Israel Police skirt law, create migrant DNA database

by jeeg 2. May 2013 22:20


Police have been collecting for over a year now the DNA of African migrants who cross into Israel from Egypt and are incarcerated at the Negev’s Saharonim detention facility. The police wanted to find a way to collect the DNA of the migrants before they disappear in Tel Aviv, as a means of helping them solve crimes in which African migrants are suspected of involvement.

Senior police officials had sought permission in the past to collect such samples, and had even approached Knesset committees about it, but were turned down after encountering public opposition and legal hurdles. Until January 2012, police had no legal means of collecting the DNA. Only the Israel Prison Service can legally collect the samples, but those it took were not the right kind to help police investigations.

Police then found a way of getting around the obstacles to collecting the samples. They did so using the fact that by entering the country illegally, the migrants were committing a security-related crime. This meant that the police were authorized to collect DNA samples from suspects in such a crime − the African migrants.

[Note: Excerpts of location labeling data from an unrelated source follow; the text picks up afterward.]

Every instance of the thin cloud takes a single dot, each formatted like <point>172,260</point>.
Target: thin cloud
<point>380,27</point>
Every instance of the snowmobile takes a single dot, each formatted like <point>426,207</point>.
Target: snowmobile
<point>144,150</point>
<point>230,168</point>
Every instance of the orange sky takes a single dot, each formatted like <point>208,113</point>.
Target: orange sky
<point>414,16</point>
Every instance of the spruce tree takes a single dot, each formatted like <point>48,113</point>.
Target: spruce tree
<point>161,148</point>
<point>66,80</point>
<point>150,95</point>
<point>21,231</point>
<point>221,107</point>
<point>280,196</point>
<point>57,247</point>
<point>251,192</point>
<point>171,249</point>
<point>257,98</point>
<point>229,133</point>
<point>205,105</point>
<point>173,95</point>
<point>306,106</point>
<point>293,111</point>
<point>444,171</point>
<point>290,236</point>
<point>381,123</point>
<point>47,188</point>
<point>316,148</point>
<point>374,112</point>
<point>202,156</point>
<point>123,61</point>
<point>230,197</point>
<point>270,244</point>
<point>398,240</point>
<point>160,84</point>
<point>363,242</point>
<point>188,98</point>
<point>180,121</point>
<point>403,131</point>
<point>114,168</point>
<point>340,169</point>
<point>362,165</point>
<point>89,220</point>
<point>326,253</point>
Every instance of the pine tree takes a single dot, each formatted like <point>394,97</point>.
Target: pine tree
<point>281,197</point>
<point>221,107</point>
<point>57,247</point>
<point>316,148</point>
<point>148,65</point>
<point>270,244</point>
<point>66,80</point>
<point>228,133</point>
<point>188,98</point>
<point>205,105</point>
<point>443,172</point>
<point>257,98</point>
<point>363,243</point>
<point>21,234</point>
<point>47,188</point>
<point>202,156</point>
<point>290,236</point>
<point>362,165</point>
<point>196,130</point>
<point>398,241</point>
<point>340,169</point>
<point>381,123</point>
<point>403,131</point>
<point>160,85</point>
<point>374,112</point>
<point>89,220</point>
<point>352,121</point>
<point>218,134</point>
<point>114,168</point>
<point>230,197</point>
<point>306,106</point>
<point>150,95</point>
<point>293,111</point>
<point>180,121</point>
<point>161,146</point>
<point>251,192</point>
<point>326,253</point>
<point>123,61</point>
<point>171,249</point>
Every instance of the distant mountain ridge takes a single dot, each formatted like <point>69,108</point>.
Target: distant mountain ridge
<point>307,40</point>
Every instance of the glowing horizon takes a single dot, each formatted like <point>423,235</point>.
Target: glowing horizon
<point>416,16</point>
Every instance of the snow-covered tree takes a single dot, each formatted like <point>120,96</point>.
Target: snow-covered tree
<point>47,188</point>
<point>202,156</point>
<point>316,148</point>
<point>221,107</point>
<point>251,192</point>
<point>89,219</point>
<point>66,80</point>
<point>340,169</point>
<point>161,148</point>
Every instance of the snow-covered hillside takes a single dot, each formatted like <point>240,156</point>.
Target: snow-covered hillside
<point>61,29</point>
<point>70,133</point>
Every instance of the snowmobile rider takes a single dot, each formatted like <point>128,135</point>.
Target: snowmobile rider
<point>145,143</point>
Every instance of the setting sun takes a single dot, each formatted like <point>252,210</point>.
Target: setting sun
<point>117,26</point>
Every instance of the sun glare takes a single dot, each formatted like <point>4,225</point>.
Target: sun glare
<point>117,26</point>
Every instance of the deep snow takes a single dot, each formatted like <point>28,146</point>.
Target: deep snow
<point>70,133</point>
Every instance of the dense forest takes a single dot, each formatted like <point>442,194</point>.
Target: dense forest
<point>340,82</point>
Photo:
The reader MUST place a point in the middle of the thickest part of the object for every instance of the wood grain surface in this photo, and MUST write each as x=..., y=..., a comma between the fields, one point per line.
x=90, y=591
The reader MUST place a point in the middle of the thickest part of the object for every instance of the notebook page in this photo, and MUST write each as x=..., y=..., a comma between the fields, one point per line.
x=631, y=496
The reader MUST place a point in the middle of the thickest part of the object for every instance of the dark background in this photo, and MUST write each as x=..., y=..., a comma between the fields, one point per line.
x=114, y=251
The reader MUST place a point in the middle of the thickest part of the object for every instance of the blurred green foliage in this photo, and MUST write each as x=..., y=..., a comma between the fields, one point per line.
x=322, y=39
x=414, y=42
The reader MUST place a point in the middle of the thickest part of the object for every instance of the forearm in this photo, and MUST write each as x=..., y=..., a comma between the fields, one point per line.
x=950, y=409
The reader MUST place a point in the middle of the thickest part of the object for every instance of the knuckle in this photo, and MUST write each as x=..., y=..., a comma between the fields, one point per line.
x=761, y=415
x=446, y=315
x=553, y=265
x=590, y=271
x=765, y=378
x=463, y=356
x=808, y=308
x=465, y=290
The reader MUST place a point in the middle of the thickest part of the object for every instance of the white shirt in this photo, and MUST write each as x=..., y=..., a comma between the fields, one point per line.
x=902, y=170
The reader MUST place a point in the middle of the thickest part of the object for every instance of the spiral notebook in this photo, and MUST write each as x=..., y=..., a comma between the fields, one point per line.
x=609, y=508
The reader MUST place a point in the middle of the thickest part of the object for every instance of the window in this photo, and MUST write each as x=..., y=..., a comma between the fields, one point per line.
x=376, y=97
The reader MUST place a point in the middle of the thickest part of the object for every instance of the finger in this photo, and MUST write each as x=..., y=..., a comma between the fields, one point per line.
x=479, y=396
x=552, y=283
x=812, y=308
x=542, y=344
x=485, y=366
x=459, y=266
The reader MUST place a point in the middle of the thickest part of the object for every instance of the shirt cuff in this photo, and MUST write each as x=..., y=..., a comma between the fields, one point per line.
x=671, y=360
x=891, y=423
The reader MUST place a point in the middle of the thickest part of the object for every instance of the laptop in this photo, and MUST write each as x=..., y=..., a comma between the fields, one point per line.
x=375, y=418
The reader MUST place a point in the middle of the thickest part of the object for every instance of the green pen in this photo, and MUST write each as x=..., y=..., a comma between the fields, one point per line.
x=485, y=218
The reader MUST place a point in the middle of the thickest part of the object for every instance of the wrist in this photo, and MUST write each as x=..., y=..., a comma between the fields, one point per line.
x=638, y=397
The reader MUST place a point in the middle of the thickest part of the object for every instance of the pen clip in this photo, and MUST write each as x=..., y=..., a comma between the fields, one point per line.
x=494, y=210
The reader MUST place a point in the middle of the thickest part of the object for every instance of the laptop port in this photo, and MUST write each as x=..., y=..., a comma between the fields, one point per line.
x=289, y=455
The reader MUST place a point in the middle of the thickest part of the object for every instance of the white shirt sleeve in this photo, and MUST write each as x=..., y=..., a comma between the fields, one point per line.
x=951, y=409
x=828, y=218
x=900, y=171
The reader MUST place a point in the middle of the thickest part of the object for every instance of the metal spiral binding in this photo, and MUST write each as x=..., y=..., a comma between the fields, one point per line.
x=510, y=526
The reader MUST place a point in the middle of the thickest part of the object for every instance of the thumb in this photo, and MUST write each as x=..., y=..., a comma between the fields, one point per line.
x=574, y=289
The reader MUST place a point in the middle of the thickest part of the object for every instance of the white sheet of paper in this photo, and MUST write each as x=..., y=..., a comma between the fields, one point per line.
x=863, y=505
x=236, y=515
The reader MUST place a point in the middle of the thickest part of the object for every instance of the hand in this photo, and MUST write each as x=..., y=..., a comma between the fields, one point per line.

In 2010, the police opened cases against four migrants on a security-related offense, and in 2011, no such cases were opened. But Haaretz has learned that in 2012, 606 such cases of this type were opened − and police had collected DNA from all of these individuals. Samples are not taken from every migrant, nor are they taken from minors.

As far as is known, police have not solved any crimes as a result of such DNA sampling.

Human rights groups said that the decision by police to launch investigations arbitrarily constituted discrimination and was damaging to people who were required to provide a DNA sample. “The criminal process is meant to reach the truth and punish offenders who have been legally convicted. But in terms of asylum-seekers, police are making a different use entirely of the criminal proceeding,” said attorney Asaf Weitzen of the Hotline for Migrant Workers. Weitzen said police were “creating a new law and suiting it to a regime in which there is no longer a need for courts, legislators or public opinion.”

Haaretz has obtained police data indicating a rise of 61 percent from 2011 to 2012 in criminal files involving Sudanese and Eritrean nationals. According to the Population, Immigration and Border Authority, the migrant population from those two countries has grown by about 18 percent and stood at 50,000 people at the end of 2012. The rate of files opened against Sudanese and Eritreans is 44 per thousand, compared to 45 per thousand in the entire population.

Human rights groups say the figures do not necessarily show a rise in crime by Sudanese and Eritrean nationals, and cite increased enforcement and population growth as reasons for the additional investigations.

“Procedure involving infiltrators involved in criminal proceedings allows the police to accuse, convict and punish asylum-seekers based on evidence that is insufficient even to issue an indictment. That being the situation, of course there will be ‘growth’ in the number of offenses,” Weitzen said.

Attorney Lila Margalit of the Association of Civil Rights in Israel said: “The legal authority to take DNA samples from a suspect when not required for a specific investigation seriously invades the privacy, dignity, and right to a presumption of innocence.”